ENH: port honest forests from neurodata/honest-forests #57

sampan501 · 2023-03-22T18:47:25Z

Fixes #56

Changes proposed in this pull request:

Add honest trees to scikit-tree

Before submitting

I've read and followed all steps in the Making a pull request
section of the CONTRIBUTING docs.
I've updated or added any relevant docstrings following the syntax described in the
Writing docstrings section of the CONTRIBUTING docs.
If this PR fixes a bug, I've added a test that will fail without my fix.
If this PR adds a new feature, I've added tests that sufficiently cover my new functionality.

After submitting

All GitHub Actions jobs for my pull request have passed.

Co-Authored-By: Ronan Perry <13107341+rflperry@users.noreply.github.com>

adam2392 · 2023-03-22T18:54:13Z

@sampan501 preferably we don't want to have a replica of the "honest tree" for every single type of tree and instead just implement it in one place. In my mind, there are two options:

jw the pros and cons of designing this as a "meta-estimator" instead, which takes any instantiation of a sklearn supervised decision tree (e.g. decisiontreeclassifier, obliquedecisiontreeclassifier, etc.) instead of as a subclass of decisiontreeclassifier? This can then sit in scikit-tree.

Alternatively, we add the honest capabilities to the DecisionTreeClassifier and DecisionTreeRegressor classes so any supervised tree subclass can enable honesty. This would be a PR to the fork of scikit-learn:tree-featuresv2. Then add the honest=default_value to every single tree that inherits from the supervised tree. This is different from what you currently have here. The "honest" feature would be enabled as just a kwarg argument, rather than a separate class.
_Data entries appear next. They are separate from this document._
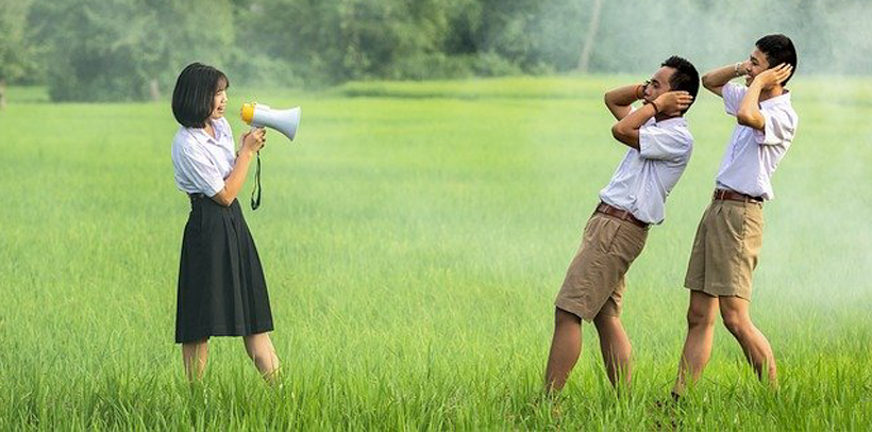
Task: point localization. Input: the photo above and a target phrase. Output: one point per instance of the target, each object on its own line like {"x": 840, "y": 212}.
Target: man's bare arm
{"x": 671, "y": 103}
{"x": 619, "y": 100}
{"x": 749, "y": 109}
{"x": 714, "y": 81}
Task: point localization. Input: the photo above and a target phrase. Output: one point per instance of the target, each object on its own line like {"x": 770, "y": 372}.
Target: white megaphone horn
{"x": 260, "y": 115}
sampan501 · 2023-03-22T19:10:11Z

instantiation of a sklearn supervised decision tree

Ah, I see what you mean. I'm open to refactoring like this, I just added the initial code that @rflperry wrote as a first step. Here are the two options as I understand them:

Have HonestTreeClassifier subclass the respective decision tree type
- Pros: Just one line of code vs. 2 for the user in the next case. Would have access to all parameters the in the super class.
- Cons: Much more complex in implementation. Would need to potentially create a different Honest Forest for each classifier. Also (potentially) difficult for the user to use since they would have to parse the documentation to find which one they need
Have HonestTreeClassifier as a "meta-class" that takes in the respective decision tree as a parameter:
- Pros: Much simpler in implementation and much easier for the user. Only one additional line of code that the user has to write (instantiating the object) and the user just has to pic the tree type.
- Cons: What is the base class we inherit from? We have lost access to parameters the user inputs when instantiating the object that are not stored as class attributes.
Add an honesty flag to scikit-learn:tree-featuresv2
- Pros: Easiest for the user (just an additional flag). Possibly the fastest method (whether or not it is easiest to maintain is a different matter)
- Cons: Most difficult implementation (would have to parse the Cython and translate). Each implementation would be dependent on scikit-learn:tree-featuresv2. So, if this fork it not updated regularly, then potential new trees from scikit-learn main cannot be implemented. Also, if scikit-learn:tree-featuresv2 ever ends up getting merged with scikit-learn main, we are dependent on them accepting our PRs for new tree types.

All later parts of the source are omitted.